Posted: 20 October 2010
Commander James Clark Ross, painted by John R. Wildman in 1834
The benchmarks left by James Clark Ross on the cliffs of Port Louis will facilitate future studies of sea-level change – just as Ross intended.
Prof. Philip Woodworth

Sea levels around the Falkland Islands in the South Atlantic have risen since the mid nineteenth century and the rate of sea-level rise has accelerated over recent decades, according to newly published research. The findings are as expected under global warming and consistent with observations elsewhere around the globe.

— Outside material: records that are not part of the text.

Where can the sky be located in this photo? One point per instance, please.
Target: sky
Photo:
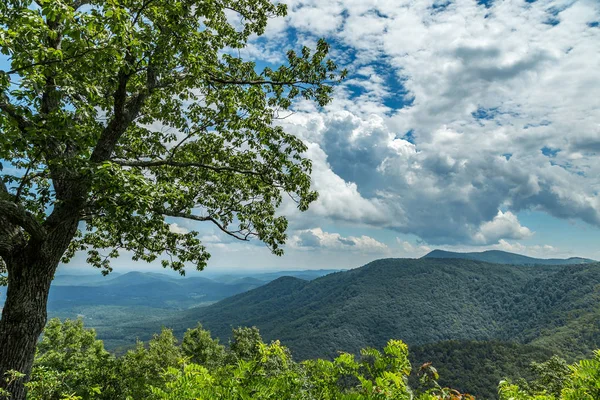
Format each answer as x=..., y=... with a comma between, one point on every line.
x=464, y=125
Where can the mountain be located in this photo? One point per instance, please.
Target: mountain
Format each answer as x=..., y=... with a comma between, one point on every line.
x=419, y=301
x=503, y=257
x=542, y=309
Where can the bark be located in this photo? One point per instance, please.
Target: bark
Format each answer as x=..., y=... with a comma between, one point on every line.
x=23, y=319
x=31, y=268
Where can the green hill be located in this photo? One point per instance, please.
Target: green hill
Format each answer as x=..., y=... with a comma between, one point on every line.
x=419, y=301
x=503, y=257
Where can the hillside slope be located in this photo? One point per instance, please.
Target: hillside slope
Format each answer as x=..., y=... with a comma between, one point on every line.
x=503, y=257
x=419, y=301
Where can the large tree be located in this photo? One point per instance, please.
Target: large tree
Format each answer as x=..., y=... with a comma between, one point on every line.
x=118, y=117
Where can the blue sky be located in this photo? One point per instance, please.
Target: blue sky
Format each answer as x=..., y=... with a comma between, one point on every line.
x=463, y=125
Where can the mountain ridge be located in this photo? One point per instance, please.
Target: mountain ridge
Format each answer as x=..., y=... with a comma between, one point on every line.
x=505, y=257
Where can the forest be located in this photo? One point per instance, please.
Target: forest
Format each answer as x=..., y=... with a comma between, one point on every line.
x=72, y=364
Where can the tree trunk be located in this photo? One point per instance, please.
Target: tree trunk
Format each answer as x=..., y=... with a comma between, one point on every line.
x=23, y=320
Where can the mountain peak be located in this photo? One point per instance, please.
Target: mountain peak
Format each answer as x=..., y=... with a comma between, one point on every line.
x=505, y=257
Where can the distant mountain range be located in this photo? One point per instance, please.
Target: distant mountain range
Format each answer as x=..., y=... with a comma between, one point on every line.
x=503, y=257
x=425, y=302
x=455, y=309
x=419, y=301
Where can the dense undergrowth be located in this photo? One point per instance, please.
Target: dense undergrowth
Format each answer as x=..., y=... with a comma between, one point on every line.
x=72, y=364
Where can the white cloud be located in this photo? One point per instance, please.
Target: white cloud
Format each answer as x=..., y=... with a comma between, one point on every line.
x=504, y=225
x=175, y=228
x=316, y=238
x=492, y=87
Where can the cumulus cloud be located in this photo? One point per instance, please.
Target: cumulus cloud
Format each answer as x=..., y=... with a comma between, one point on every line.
x=316, y=238
x=409, y=249
x=454, y=113
x=504, y=225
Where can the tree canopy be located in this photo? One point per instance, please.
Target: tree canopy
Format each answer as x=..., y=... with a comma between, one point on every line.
x=129, y=112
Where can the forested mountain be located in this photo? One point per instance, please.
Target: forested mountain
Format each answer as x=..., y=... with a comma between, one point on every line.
x=419, y=301
x=551, y=308
x=503, y=257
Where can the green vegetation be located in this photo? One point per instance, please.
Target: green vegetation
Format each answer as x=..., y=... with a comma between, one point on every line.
x=71, y=364
x=120, y=119
x=477, y=366
x=421, y=301
x=504, y=257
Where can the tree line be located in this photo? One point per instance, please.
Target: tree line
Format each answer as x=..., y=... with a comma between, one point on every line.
x=72, y=364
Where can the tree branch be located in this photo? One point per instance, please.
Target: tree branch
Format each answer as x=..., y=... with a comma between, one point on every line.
x=204, y=219
x=182, y=164
x=12, y=112
x=16, y=214
x=232, y=81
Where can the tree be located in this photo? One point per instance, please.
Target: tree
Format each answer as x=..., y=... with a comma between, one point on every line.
x=71, y=361
x=143, y=366
x=120, y=117
x=201, y=348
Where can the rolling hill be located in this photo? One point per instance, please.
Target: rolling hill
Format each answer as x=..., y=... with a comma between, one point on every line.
x=419, y=301
x=503, y=257
x=506, y=314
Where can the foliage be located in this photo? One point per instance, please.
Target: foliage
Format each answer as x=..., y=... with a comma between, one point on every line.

“We have been fortunate in being able to compare modern sea-level measurements obtained from tide gauges and from satellite radar altimeters with historical measurements made at Port Louis in the Falkland Islands in 1842,” explained researcher Prof. Philip Woodworth of the National Oceanography Centre.

In 1839, distinguished naval officer and polar explorer James Clark Ross (1800–1862) set off on an expedition to the Southern Ocean with two ships, HMS Erebus and HMS Terror. In April 1842, he stopped at Port Louis, primarily to make magnetic field and other measurements, but also to make repairs to his ships which had been badly damaged in the Drake Passage. Having set up a winter base, he took the opportunity to make careful measurements of sea level relative to two benchmarks cut into the cliffs and marked with brass plaques.

The ‘Ross benchmark’ used for sea level measurements at Port Louis

These marks remain in good condition to this day. This fact, along with the apparent good quality of Ross’s data, has allowed Woodworth’s team to compare the sea level records from 1842 with measurements taken at Port Louis using modern instruments in 1981–1982, 1984 and 2009. They also used information from nearby Port Stanley, where a permanent tide gauge was operated in the 1960s and 1970s and where NOC has had an operational gauge since 1992.

After correction for air pressure effects and vertical land movement due to geological processes, the researchers find that sea levels rose by an average of around 0.75 millimetres a year between 1842 and the early 1980s. They point out that this figure is similar to previous estimates for the long-term rate of sea-level rise at Port Arthur in Tasmania, measurements with which Ross was also associated, and at other locations in the Northern and Southern Hemispheres.

However, they also find evidence that the rate of sea-level rise has accelerated over recent decades. Specifically, they estimate that sea levels around the Falkland Islands have risen by an average of around 2.5 millimetres a year since 1992, a figure consistent with measurements made by satellite radar altimeters over the same period.

Longer-term data from the Falklands, and from many other locations, are needed to establish whether the apparent acceleration in sea-level rise is due to increased global warming, or the result of some kind of decadal fluctuation.

“The benchmarks left by James Clark Ross on the cliffs of Port Louis will facilitate future studies of sea-level change – just as Ross intended,” said Woodworth.

The researchers are Philip Woodworth and David Pugh (National Oceanography Centre), and Richard Bingley (Institute of Engineering Surveying and Space Geodesy, University of Nottingham).

This work was funded by the UK Natural Environment Research Council and the Shackleton Fund.